Der Horizont fährt an mir vorbei –

Ich umgeben von Gesichtern, spiegele mich in den Wellen.

Die Sonne ist da,

offenbart in mir die Wogen.

Am Horizont taucht eine Insel auf,

von hier nur ein kleiner Hügel.

Mein Eiland inmitten der Einsamkeit, des Schmerzes.

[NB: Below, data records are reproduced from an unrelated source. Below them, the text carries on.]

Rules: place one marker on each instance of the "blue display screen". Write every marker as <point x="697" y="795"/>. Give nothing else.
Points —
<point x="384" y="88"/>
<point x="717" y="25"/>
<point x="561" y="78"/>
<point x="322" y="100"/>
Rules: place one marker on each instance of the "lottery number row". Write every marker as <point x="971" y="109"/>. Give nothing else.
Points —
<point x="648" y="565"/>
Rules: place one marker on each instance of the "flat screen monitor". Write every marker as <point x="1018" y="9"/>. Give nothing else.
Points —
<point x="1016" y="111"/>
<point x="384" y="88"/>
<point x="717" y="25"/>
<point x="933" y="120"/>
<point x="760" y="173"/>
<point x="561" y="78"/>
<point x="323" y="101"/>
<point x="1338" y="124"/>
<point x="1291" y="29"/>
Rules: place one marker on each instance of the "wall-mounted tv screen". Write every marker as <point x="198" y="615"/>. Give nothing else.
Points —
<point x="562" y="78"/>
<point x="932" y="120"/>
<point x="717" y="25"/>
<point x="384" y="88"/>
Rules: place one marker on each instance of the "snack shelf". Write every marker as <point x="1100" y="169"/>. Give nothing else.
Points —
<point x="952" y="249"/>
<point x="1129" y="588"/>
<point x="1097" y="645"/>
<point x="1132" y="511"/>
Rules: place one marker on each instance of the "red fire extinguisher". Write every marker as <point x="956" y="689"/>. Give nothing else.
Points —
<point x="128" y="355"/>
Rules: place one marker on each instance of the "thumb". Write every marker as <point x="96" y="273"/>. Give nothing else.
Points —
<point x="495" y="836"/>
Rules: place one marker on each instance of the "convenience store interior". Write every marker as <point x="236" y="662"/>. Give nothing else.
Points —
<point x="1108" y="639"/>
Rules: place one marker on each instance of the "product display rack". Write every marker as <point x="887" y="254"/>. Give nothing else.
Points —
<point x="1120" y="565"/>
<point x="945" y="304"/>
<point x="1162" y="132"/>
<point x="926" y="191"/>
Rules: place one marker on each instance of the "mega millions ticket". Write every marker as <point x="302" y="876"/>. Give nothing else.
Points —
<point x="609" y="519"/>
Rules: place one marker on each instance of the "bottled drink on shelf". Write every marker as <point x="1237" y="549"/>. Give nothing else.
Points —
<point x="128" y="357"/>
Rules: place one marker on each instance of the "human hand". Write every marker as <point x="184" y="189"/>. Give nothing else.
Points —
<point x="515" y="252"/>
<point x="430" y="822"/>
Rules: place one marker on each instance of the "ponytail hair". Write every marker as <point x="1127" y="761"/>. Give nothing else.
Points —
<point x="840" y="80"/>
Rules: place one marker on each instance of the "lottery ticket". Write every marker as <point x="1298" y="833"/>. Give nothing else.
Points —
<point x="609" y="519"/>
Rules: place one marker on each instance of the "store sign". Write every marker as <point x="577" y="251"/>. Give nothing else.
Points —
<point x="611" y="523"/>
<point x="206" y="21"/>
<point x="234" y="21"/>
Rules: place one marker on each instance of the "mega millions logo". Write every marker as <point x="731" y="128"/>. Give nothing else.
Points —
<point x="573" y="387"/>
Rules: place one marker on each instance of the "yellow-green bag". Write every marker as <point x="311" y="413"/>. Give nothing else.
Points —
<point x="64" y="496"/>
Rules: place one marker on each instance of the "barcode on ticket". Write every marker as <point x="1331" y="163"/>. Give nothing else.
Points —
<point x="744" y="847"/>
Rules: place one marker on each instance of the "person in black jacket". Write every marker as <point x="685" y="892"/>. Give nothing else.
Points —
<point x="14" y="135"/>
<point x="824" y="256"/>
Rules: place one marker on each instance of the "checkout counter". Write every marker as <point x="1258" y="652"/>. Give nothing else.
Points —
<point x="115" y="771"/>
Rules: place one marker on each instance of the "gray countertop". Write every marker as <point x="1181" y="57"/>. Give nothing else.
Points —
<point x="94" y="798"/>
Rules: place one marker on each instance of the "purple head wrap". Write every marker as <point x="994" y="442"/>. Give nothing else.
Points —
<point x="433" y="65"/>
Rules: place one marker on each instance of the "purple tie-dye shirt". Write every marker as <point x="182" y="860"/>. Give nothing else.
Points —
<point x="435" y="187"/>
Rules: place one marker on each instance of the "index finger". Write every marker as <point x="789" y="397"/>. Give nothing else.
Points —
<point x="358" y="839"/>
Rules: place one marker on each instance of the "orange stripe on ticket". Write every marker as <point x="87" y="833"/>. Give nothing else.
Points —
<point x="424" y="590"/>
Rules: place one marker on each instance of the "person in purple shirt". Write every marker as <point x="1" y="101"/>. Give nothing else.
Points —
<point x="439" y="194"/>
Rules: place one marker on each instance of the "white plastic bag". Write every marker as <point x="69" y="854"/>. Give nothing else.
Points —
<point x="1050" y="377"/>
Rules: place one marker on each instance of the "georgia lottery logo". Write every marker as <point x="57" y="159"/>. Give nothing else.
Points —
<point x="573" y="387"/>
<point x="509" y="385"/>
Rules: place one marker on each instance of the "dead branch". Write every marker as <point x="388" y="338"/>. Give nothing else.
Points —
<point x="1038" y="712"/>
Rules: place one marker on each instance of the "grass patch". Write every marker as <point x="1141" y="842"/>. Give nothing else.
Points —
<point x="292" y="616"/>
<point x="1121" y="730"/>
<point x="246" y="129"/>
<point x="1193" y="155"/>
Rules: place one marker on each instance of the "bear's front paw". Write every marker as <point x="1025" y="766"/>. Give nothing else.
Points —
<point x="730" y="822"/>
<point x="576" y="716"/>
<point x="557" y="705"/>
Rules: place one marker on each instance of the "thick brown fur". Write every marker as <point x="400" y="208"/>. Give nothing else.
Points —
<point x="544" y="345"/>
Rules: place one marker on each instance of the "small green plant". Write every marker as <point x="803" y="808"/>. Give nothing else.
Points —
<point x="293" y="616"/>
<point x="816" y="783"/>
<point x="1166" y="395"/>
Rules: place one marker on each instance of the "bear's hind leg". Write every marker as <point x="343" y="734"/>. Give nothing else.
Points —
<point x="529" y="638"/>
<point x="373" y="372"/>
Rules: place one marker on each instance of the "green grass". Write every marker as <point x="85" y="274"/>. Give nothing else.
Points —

Die Wolken hüllen es sanft ein,

wärmen meinen eisigen Körper,

denn es ist kalt geworden.

Die Gischt rüttelt mein Innerstes auf,

wühlt und gräbt in mir,

dann spuckt es mich wieder aus.

 

Das Schiff ächzt,

fühlt meinen Rhythmus.

Das unendliche Meer macht meine Einsamkeit

So deutlich,

meine Seele weint.

Die Zeit macht mich zum Verlierer,

ich bin das Opfer meines Lebens.

Jede Sekunde verletzt mich ein Stück mehr,

tötet mich am Ende.

 

Die Geräusche der anderen klingen kaum an mein Ohr,

berühren mich kaum.

Ich muss loslassen,

begreifen

und neu lernen.

Ich muss das Ende verstehen,

um die Zeit nach dem Anfang nutzen zu können.

 

Ich bin auf der Suche.

Ich bin die Muschel auf dem Meeresgrund,

inmitten von Algen, Fischen und Wasser.

Ich brauche es, doch es erstickt mich.

Durch die Scheibe erkenne ich blass das Erträumte.